La sideropenia rappresenta la carenza alimentare più diffusa al mondo, presente sia nei paesi in via di sviluppo che in quelli industrializzati. Interessa il 25% della popolazione del pianeta, circa 2 miliardi di persone ne sono affette (Oms). È un problema di genere: in età fertile le donne sono circa 10 volte più̀ soggette a svilupparla, mentre attorno ai 55 anni si raggiunge la parità fra i sessi. La necessità di ferro durante la gravidanza, che diminuisce nel I trimestre per l’amenorrea gravidica e la scarsa richiesta da parte del prodotto del concepimento del minerale, aumenta nel II e III trimestre con un massimo dopo 30 settimane.
Al depauperamento delle riserve materne in gravidanza contribuiscono: 350-400 mg di Fe che passano nei depositi fetali, 150 mg che si accumulano nella placenta, 175 mg che vanno perduti con la normale emorragia da parto. Queste richieste tendono ad aumentare gradualmente da 0.8 mg al giorno durante il primo trimestre a 7.5 mg al giorno nel terzo trimestre.
Da un punto di vista pratico, in caso di anemia e mancata risposta a una supplementazione di ferro di almeno 30 giorni, il dosaggio della ferritina è il test più sensibile e specifico per valutare l’entità delle riserve di ferro e stabilirne la natura sideropenica (con un valore soglia di 10 ng/ml, la sensibilità̀ è del 90%). La supplementazione del ferro per os è il trattamento di prima scelta per cura- re l’anemia e ristabilire le riserve marziali (RCOG 2015). È economico, sicuro ed efficace.

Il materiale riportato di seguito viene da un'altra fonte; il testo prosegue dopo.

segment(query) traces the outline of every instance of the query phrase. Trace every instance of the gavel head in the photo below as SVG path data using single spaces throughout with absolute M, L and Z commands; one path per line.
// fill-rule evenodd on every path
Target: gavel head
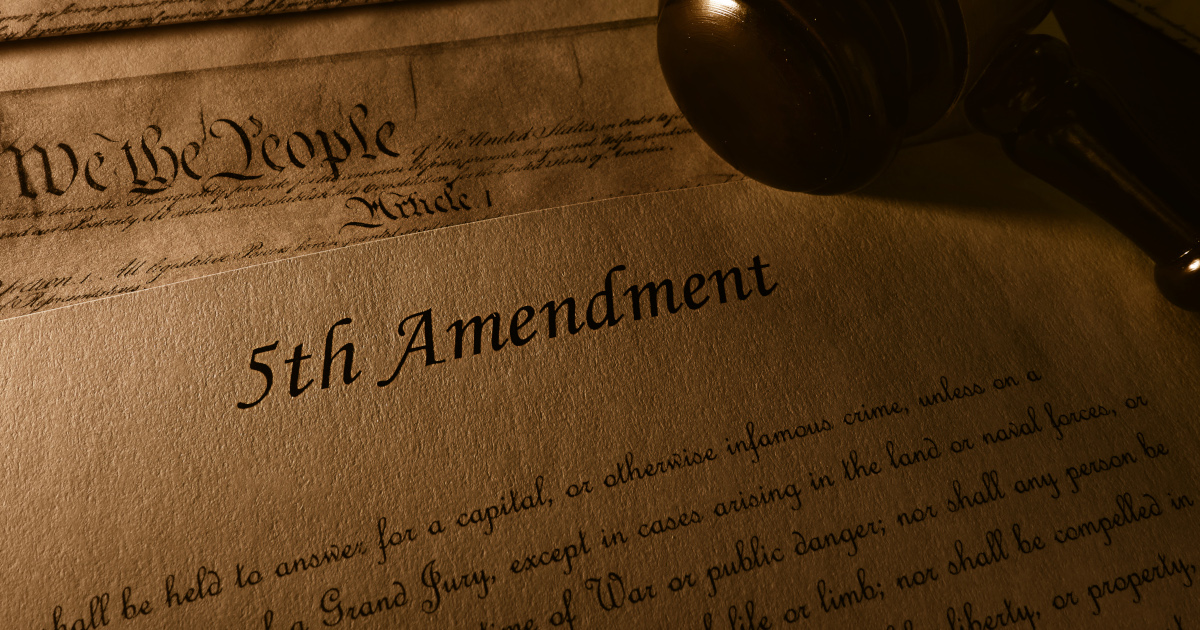
M 660 0 L 659 61 L 701 138 L 778 188 L 858 188 L 1050 0 Z

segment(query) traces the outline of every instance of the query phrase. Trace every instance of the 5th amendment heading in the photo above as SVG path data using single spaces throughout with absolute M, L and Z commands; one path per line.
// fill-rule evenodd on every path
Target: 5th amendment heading
M 406 364 L 410 368 L 414 365 L 440 365 L 451 359 L 463 359 L 467 348 L 470 355 L 482 354 L 485 338 L 491 352 L 498 353 L 510 347 L 524 347 L 538 338 L 548 341 L 616 326 L 625 322 L 626 316 L 636 323 L 660 314 L 676 314 L 684 308 L 697 311 L 710 304 L 743 302 L 755 295 L 768 298 L 779 287 L 778 282 L 767 277 L 769 266 L 755 256 L 744 274 L 742 268 L 733 266 L 691 274 L 679 284 L 664 278 L 629 284 L 629 288 L 618 292 L 614 286 L 620 284 L 625 265 L 616 265 L 605 275 L 604 288 L 587 302 L 568 296 L 550 300 L 540 307 L 521 306 L 504 317 L 498 312 L 460 317 L 445 329 L 440 324 L 434 328 L 433 310 L 426 308 L 400 322 L 396 334 L 407 340 L 406 348 L 394 362 L 388 364 L 395 367 L 388 374 L 379 374 L 384 378 L 374 380 L 374 384 L 379 388 L 391 385 Z M 304 343 L 281 353 L 280 341 L 252 349 L 247 384 L 241 388 L 247 394 L 236 402 L 238 408 L 251 409 L 269 396 L 284 396 L 283 391 L 292 398 L 299 397 L 318 386 L 318 380 L 319 389 L 334 386 L 335 379 L 342 385 L 359 382 L 362 371 L 355 364 L 353 325 L 348 317 L 335 322 L 325 334 L 323 353 L 319 348 L 306 350 Z M 335 350 L 336 343 L 341 346 Z M 286 380 L 286 385 L 276 385 L 276 374 Z

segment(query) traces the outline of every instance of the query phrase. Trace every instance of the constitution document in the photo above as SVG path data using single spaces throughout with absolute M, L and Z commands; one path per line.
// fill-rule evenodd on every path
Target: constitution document
M 400 145 L 364 106 L 341 136 L 383 168 Z M 254 118 L 281 142 L 251 163 L 300 169 Z M 217 120 L 205 146 L 259 128 Z M 182 173 L 204 154 L 179 146 Z M 1194 628 L 1200 322 L 1062 197 L 940 160 L 865 196 L 624 197 L 0 322 L 5 626 Z M 227 179 L 172 203 L 316 190 Z M 337 221 L 515 190 L 438 186 L 458 209 Z
M 7 0 L 0 41 L 311 11 L 386 0 Z
M 653 18 L 17 90 L 0 118 L 0 318 L 740 179 L 676 108 Z

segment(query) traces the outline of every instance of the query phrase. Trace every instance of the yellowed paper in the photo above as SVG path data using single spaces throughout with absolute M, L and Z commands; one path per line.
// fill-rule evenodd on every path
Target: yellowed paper
M 958 174 L 953 154 L 934 164 Z M 1190 628 L 1200 324 L 992 169 L 0 323 L 12 628 Z
M 0 91 L 653 17 L 655 0 L 427 0 L 44 37 L 0 47 Z
M 0 95 L 0 317 L 738 179 L 653 18 Z
M 384 0 L 8 0 L 0 41 L 312 11 Z

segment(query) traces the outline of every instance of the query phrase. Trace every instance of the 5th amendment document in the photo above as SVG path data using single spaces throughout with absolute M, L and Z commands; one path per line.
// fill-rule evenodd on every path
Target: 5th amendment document
M 5 625 L 1192 628 L 1200 323 L 1022 181 L 625 197 L 2 322 Z

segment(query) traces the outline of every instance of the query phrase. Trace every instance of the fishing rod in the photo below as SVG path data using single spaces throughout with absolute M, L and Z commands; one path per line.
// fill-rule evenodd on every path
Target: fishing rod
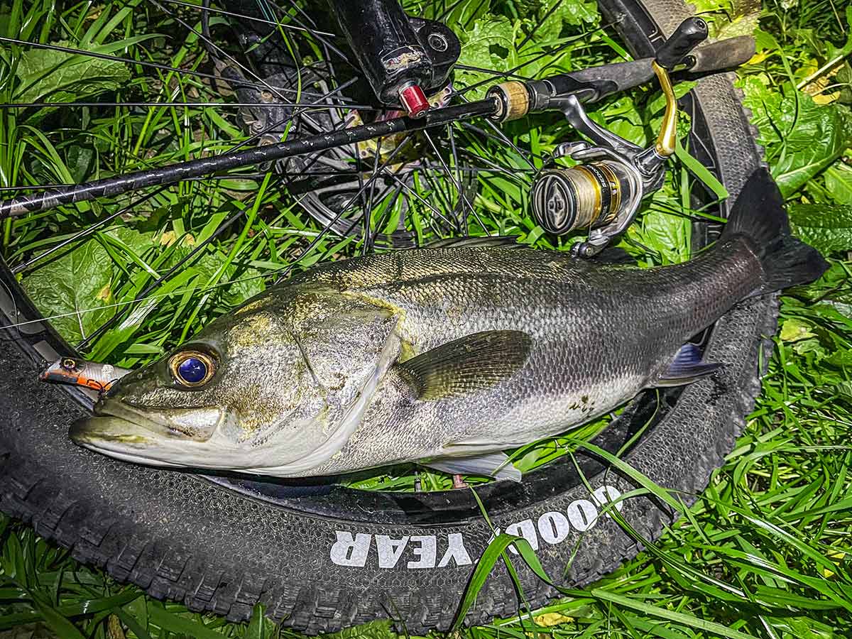
M 463 105 L 430 109 L 423 117 L 417 118 L 394 118 L 383 122 L 374 122 L 337 131 L 287 140 L 277 144 L 268 144 L 245 151 L 222 153 L 210 158 L 199 158 L 159 169 L 149 169 L 90 182 L 71 184 L 61 188 L 54 188 L 0 202 L 0 220 L 47 210 L 62 204 L 118 195 L 147 187 L 173 184 L 182 180 L 230 169 L 274 162 L 295 155 L 315 153 L 397 133 L 417 131 L 471 118 L 491 116 L 497 112 L 498 108 L 498 102 L 495 99 L 486 98 Z

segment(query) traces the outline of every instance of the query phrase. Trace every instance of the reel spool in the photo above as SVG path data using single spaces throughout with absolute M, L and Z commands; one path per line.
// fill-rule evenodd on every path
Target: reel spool
M 532 215 L 548 233 L 565 235 L 610 224 L 636 194 L 636 181 L 614 160 L 548 169 L 532 186 Z

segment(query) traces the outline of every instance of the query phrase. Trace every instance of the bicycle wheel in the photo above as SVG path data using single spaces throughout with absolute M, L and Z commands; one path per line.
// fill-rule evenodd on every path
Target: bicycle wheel
M 600 8 L 637 56 L 652 55 L 689 13 L 680 0 L 602 0 Z M 731 79 L 703 78 L 686 102 L 694 153 L 733 199 L 760 155 Z M 712 235 L 711 227 L 697 224 L 694 243 L 700 246 Z M 261 602 L 273 619 L 312 633 L 377 617 L 395 619 L 417 633 L 449 626 L 492 536 L 468 491 L 211 481 L 79 449 L 67 438 L 67 426 L 86 414 L 90 398 L 45 386 L 37 375 L 42 358 L 53 360 L 69 347 L 5 264 L 0 277 L 0 319 L 10 327 L 0 350 L 4 512 L 154 596 L 231 619 L 247 618 Z M 644 394 L 593 443 L 615 452 L 641 431 L 625 461 L 683 494 L 701 491 L 753 406 L 758 361 L 769 353 L 775 318 L 772 296 L 734 308 L 713 327 L 705 349 L 708 359 L 727 364 L 722 383 L 699 381 Z M 635 487 L 630 478 L 592 455 L 576 457 L 578 467 L 563 458 L 521 484 L 496 482 L 476 491 L 494 524 L 527 537 L 550 574 L 582 585 L 634 556 L 641 545 L 613 521 L 597 516 L 607 497 Z M 622 502 L 621 514 L 651 539 L 674 516 L 645 497 Z M 557 594 L 530 570 L 518 569 L 532 606 Z M 516 606 L 509 575 L 498 566 L 466 622 L 512 614 Z

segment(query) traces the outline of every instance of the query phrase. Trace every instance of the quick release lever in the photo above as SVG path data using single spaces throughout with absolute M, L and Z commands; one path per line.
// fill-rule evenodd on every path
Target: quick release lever
M 427 96 L 443 89 L 461 53 L 435 20 L 407 15 L 397 0 L 329 0 L 358 65 L 383 104 L 422 118 Z

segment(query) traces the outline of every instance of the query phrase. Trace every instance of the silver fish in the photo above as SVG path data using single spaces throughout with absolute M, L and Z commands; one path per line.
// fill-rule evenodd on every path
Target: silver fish
M 693 336 L 826 268 L 790 236 L 765 170 L 687 263 L 494 243 L 314 268 L 123 377 L 72 437 L 134 462 L 280 477 L 417 462 L 517 480 L 503 450 L 711 374 L 722 363 Z

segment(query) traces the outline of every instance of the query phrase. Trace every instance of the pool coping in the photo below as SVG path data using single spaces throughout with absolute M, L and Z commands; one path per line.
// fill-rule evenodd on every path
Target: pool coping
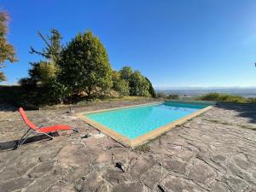
M 169 101 L 172 102 L 172 101 Z M 173 101 L 174 102 L 174 101 Z M 99 130 L 100 131 L 103 132 L 104 134 L 108 135 L 108 137 L 110 137 L 111 138 L 114 139 L 115 141 L 122 143 L 124 146 L 125 147 L 131 147 L 131 148 L 135 148 L 137 147 L 139 145 L 142 145 L 147 142 L 148 142 L 149 140 L 152 140 L 155 137 L 157 137 L 158 136 L 162 135 L 163 133 L 170 131 L 171 129 L 172 129 L 173 127 L 183 124 L 184 122 L 186 122 L 187 120 L 195 118 L 208 110 L 210 110 L 211 108 L 212 108 L 212 104 L 210 106 L 207 106 L 202 109 L 200 109 L 196 112 L 194 112 L 189 115 L 186 115 L 181 119 L 178 119 L 172 123 L 169 123 L 167 125 L 165 125 L 163 126 L 160 126 L 143 136 L 140 136 L 138 137 L 136 137 L 135 139 L 130 139 L 119 133 L 118 133 L 117 131 L 105 126 L 102 125 L 87 117 L 85 117 L 85 114 L 88 113 L 101 113 L 101 112 L 107 112 L 107 111 L 113 111 L 113 110 L 118 110 L 118 109 L 125 109 L 125 108 L 136 108 L 136 107 L 143 107 L 143 106 L 147 106 L 147 105 L 157 105 L 157 104 L 160 104 L 163 103 L 164 102 L 148 102 L 148 103 L 144 103 L 144 104 L 139 104 L 139 105 L 130 105 L 130 106 L 125 106 L 125 107 L 121 107 L 121 108 L 108 108 L 108 109 L 101 109 L 101 110 L 95 110 L 95 111 L 89 111 L 89 112 L 81 112 L 81 113 L 77 113 L 76 115 L 80 118 L 81 119 L 83 119 L 84 121 L 85 121 L 86 123 L 88 123 L 89 125 L 90 125 L 91 126 L 95 127 L 96 129 Z M 196 103 L 195 102 L 187 102 L 186 103 Z M 200 103 L 200 102 L 197 102 Z

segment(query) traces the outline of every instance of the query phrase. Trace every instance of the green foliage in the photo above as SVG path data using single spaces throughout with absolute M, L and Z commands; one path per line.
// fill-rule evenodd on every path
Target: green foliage
M 140 72 L 130 67 L 113 71 L 106 49 L 91 32 L 79 33 L 65 47 L 55 29 L 49 36 L 38 35 L 45 47 L 41 51 L 31 47 L 30 53 L 43 59 L 31 63 L 29 77 L 19 82 L 29 96 L 27 101 L 37 96 L 40 100 L 35 98 L 36 104 L 51 105 L 78 102 L 84 98 L 155 96 L 149 79 Z
M 214 102 L 237 102 L 237 103 L 246 103 L 248 101 L 240 96 L 232 96 L 229 94 L 221 93 L 208 93 L 204 96 L 199 96 L 197 100 L 202 101 L 214 101 Z
M 91 32 L 79 33 L 63 49 L 61 82 L 72 94 L 85 91 L 90 97 L 105 92 L 112 86 L 112 68 L 106 49 Z
M 120 79 L 129 82 L 130 96 L 150 96 L 150 81 L 148 79 L 147 80 L 147 79 L 143 76 L 139 71 L 133 71 L 131 67 L 124 67 L 119 71 L 119 73 Z
M 130 82 L 131 77 L 133 73 L 133 70 L 131 67 L 125 66 L 119 71 L 119 73 L 121 79 Z
M 146 78 L 146 80 L 149 84 L 149 90 L 148 90 L 149 94 L 151 95 L 152 97 L 156 98 L 157 97 L 157 94 L 156 94 L 156 92 L 155 92 L 155 90 L 154 90 L 154 87 L 153 87 L 150 80 L 148 78 Z
M 7 40 L 8 21 L 8 13 L 0 12 L 0 68 L 5 67 L 6 61 L 10 62 L 17 61 L 14 47 Z M 0 82 L 4 80 L 6 80 L 4 73 L 0 71 Z
M 119 72 L 113 72 L 113 89 L 118 91 L 121 96 L 129 96 L 130 86 L 129 82 L 120 79 L 120 73 Z
M 131 96 L 149 96 L 149 83 L 139 71 L 135 71 L 130 80 Z
M 28 70 L 29 78 L 21 79 L 20 84 L 22 85 L 30 84 L 36 86 L 37 84 L 44 85 L 55 78 L 58 71 L 54 63 L 39 61 L 31 63 L 32 67 Z
M 62 45 L 61 44 L 62 37 L 61 33 L 56 29 L 51 29 L 49 36 L 47 35 L 44 37 L 40 32 L 38 32 L 38 36 L 44 41 L 45 48 L 41 51 L 38 51 L 31 46 L 30 53 L 39 55 L 47 61 L 55 64 L 60 60 L 61 52 L 62 50 Z

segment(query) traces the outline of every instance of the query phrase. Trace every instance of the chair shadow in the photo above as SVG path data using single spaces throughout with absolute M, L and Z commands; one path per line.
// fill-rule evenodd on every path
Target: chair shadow
M 50 135 L 53 137 L 60 136 L 57 132 L 51 133 Z M 47 137 L 45 135 L 32 136 L 32 137 L 28 137 L 22 145 L 33 143 L 43 141 L 43 140 L 51 140 L 51 138 L 49 138 L 49 137 Z M 14 150 L 15 143 L 17 142 L 19 142 L 19 140 L 0 143 L 0 151 Z
M 256 103 L 234 104 L 234 103 L 217 103 L 218 108 L 234 110 L 238 112 L 238 116 L 247 118 L 252 124 L 256 124 Z

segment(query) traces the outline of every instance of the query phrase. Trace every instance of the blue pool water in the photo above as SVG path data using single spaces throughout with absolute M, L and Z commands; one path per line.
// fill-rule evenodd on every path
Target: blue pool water
M 90 113 L 85 116 L 130 139 L 134 139 L 207 106 L 207 104 L 163 102 Z

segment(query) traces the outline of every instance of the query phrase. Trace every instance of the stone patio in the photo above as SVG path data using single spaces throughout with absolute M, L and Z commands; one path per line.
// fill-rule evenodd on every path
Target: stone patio
M 114 102 L 74 110 L 137 103 Z M 12 150 L 26 127 L 17 112 L 0 109 L 1 192 L 256 191 L 255 105 L 220 104 L 151 141 L 149 151 L 125 148 L 66 112 L 28 111 L 27 115 L 38 125 L 67 124 L 79 133 L 54 140 L 33 137 Z M 89 133 L 92 137 L 84 138 Z

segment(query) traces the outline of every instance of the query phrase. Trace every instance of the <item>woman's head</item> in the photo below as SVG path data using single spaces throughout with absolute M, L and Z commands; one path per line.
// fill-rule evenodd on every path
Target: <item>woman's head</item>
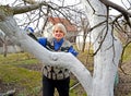
M 67 34 L 67 29 L 64 27 L 63 24 L 58 23 L 56 25 L 53 25 L 52 27 L 52 36 L 57 39 L 60 40 L 61 38 L 63 38 Z

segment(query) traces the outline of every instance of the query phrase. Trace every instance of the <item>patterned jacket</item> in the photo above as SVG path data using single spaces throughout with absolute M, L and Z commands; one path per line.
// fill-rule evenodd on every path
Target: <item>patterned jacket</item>
M 55 38 L 39 38 L 38 41 L 50 51 L 64 51 L 71 52 L 74 56 L 78 55 L 72 45 L 66 39 L 61 39 L 59 43 L 57 43 Z M 63 80 L 69 77 L 70 74 L 69 70 L 66 68 L 51 65 L 45 65 L 43 72 L 46 77 L 52 80 Z

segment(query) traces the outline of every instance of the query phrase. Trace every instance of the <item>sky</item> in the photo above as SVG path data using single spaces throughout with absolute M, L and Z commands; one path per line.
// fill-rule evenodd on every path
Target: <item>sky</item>
M 14 2 L 14 1 L 16 1 L 16 0 L 0 0 L 0 4 L 9 4 L 9 5 L 11 5 L 11 3 Z M 19 0 L 17 0 L 17 1 L 19 1 Z M 43 0 L 37 0 L 37 1 L 43 1 Z M 44 1 L 48 1 L 48 0 L 44 0 Z M 51 1 L 56 2 L 57 0 L 51 0 Z M 66 1 L 66 0 L 64 0 L 64 1 Z M 70 0 L 70 1 L 67 0 L 66 3 L 67 3 L 67 4 L 71 4 L 71 3 L 73 3 L 73 2 L 79 2 L 79 1 L 80 1 L 80 0 Z M 123 7 L 123 4 L 121 3 L 121 0 L 109 0 L 109 1 L 112 1 L 112 2 L 115 2 L 115 3 Z M 123 1 L 123 3 L 124 3 L 126 5 L 129 7 L 129 3 L 127 3 L 127 0 L 122 0 L 122 1 Z M 129 1 L 131 2 L 131 0 L 129 0 Z M 119 12 L 112 10 L 111 13 L 112 13 L 112 14 L 118 14 Z
M 13 3 L 14 1 L 16 1 L 16 0 L 0 0 L 0 4 L 9 4 L 9 5 L 12 5 L 11 3 Z M 17 0 L 19 1 L 19 0 Z M 41 0 L 38 0 L 38 1 L 41 1 Z M 47 0 L 43 0 L 43 1 L 47 1 Z M 56 1 L 58 1 L 58 0 L 51 0 L 51 1 L 53 1 L 53 2 L 56 2 Z M 69 5 L 69 4 L 71 4 L 71 3 L 76 3 L 76 2 L 79 2 L 80 0 L 64 0 L 64 1 L 67 1 L 66 3 Z M 112 1 L 112 2 L 115 2 L 115 3 L 117 3 L 117 4 L 119 4 L 119 5 L 122 5 L 122 3 L 121 3 L 121 0 L 110 0 L 110 1 Z M 127 5 L 127 0 L 122 0 L 123 2 L 124 2 L 124 4 Z M 129 1 L 131 1 L 131 0 L 129 0 Z M 114 15 L 116 15 L 116 14 L 119 14 L 119 12 L 118 11 L 115 11 L 115 10 L 111 10 L 110 11 L 110 14 L 114 14 Z M 16 15 L 16 17 L 21 17 L 21 15 Z M 41 20 L 43 21 L 43 20 Z M 41 25 L 41 24 L 40 24 Z M 41 25 L 43 26 L 43 25 Z M 39 27 L 41 27 L 41 26 L 39 26 Z

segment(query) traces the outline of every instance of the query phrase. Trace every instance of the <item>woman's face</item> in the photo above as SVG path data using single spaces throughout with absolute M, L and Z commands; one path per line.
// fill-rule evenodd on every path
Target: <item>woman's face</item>
M 64 33 L 61 31 L 60 27 L 55 27 L 53 37 L 55 37 L 57 40 L 60 40 L 61 38 L 64 37 Z

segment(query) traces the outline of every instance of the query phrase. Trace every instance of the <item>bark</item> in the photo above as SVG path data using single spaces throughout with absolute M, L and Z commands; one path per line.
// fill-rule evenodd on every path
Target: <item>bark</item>
M 106 7 L 98 0 L 82 0 L 91 27 L 106 21 Z M 121 43 L 115 38 L 111 27 L 103 23 L 92 31 L 94 38 L 94 74 L 92 96 L 114 96 L 114 82 L 122 51 Z M 99 47 L 100 46 L 100 47 Z
M 8 9 L 8 10 L 7 10 Z M 10 8 L 0 8 L 0 29 L 13 44 L 20 45 L 27 52 L 33 53 L 44 64 L 59 65 L 69 69 L 80 81 L 88 96 L 92 93 L 92 76 L 88 70 L 74 56 L 66 52 L 51 52 L 28 37 L 19 28 Z

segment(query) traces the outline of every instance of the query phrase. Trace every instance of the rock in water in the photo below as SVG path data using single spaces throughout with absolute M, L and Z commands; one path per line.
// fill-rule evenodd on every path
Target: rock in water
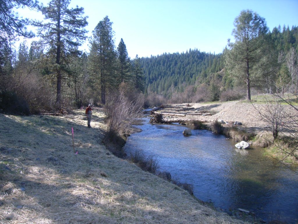
M 191 135 L 191 130 L 189 129 L 186 129 L 182 133 L 184 135 L 186 136 Z
M 244 209 L 243 208 L 238 208 L 238 210 L 240 211 L 242 211 L 242 212 L 245 212 L 246 213 L 249 213 L 250 212 L 248 210 Z
M 224 121 L 223 120 L 221 120 L 220 119 L 217 120 L 217 122 L 220 124 L 224 124 Z
M 235 145 L 235 147 L 238 148 L 249 148 L 249 143 L 244 141 L 242 141 Z

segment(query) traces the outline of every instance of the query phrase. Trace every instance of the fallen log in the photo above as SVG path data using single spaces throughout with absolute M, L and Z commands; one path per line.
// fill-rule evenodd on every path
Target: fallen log
M 163 113 L 161 112 L 156 112 L 154 111 L 154 113 L 161 114 L 164 115 L 167 115 L 169 116 L 177 116 L 179 117 L 185 117 L 186 116 L 186 114 L 184 114 L 182 113 Z
M 196 119 L 186 119 L 183 118 L 164 118 L 162 119 L 164 121 L 165 124 L 171 124 L 173 123 L 179 123 L 179 124 L 181 123 L 186 123 L 190 122 L 191 121 L 200 121 L 202 123 L 207 123 L 210 122 L 210 121 L 207 120 L 197 120 Z
M 150 119 L 150 123 L 162 123 L 164 124 L 171 124 L 173 123 L 186 123 L 193 121 L 198 121 L 202 123 L 207 123 L 209 122 L 212 121 L 207 120 L 198 120 L 197 119 L 187 119 L 186 118 L 163 118 L 162 114 L 161 113 L 156 113 Z
M 211 113 L 188 113 L 187 114 L 187 115 L 201 115 L 203 116 L 206 116 L 206 115 L 211 115 Z
M 194 107 L 188 107 L 186 108 L 182 108 L 182 109 L 179 109 L 177 110 L 177 111 L 190 111 L 191 110 L 194 110 Z

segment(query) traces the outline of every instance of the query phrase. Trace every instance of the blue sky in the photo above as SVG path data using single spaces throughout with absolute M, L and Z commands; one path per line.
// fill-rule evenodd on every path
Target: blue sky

La dose giornaliera raccomandata varia da 60 mg/die a 120 mg/die di solfato ferroso, in relazione alla gravità dell’anemia (Raccomandazione Oms), somministrata lontano dai pasti poiché i sali di ferro vengono assorbiti di meno se legati agli alimenti.
La terapia può essere limitata da effetti collaterali gastrointestinali (pirosi, dolori addominali, nausea, costipazione e feci di colore scuro) che può attenuarsi iniziando il trattamento con piccole dosi quotidiane, aumentandole progressivamente fino ad ottenere la quantità̀ prescritta, oppure raggiungere il dosaggio con più̀ somministrazioni al giorno.
Il trattamento marziale endovena è indicato quando la somministrazione per via orale sia insufficiente o scarsamente tollerata. Questa modalità di trattamento può determinare nello 0.2 – 3 % reazioni anafilattiche anche ad esito letale. La somministrazione intramuscolare è stata abbandonata.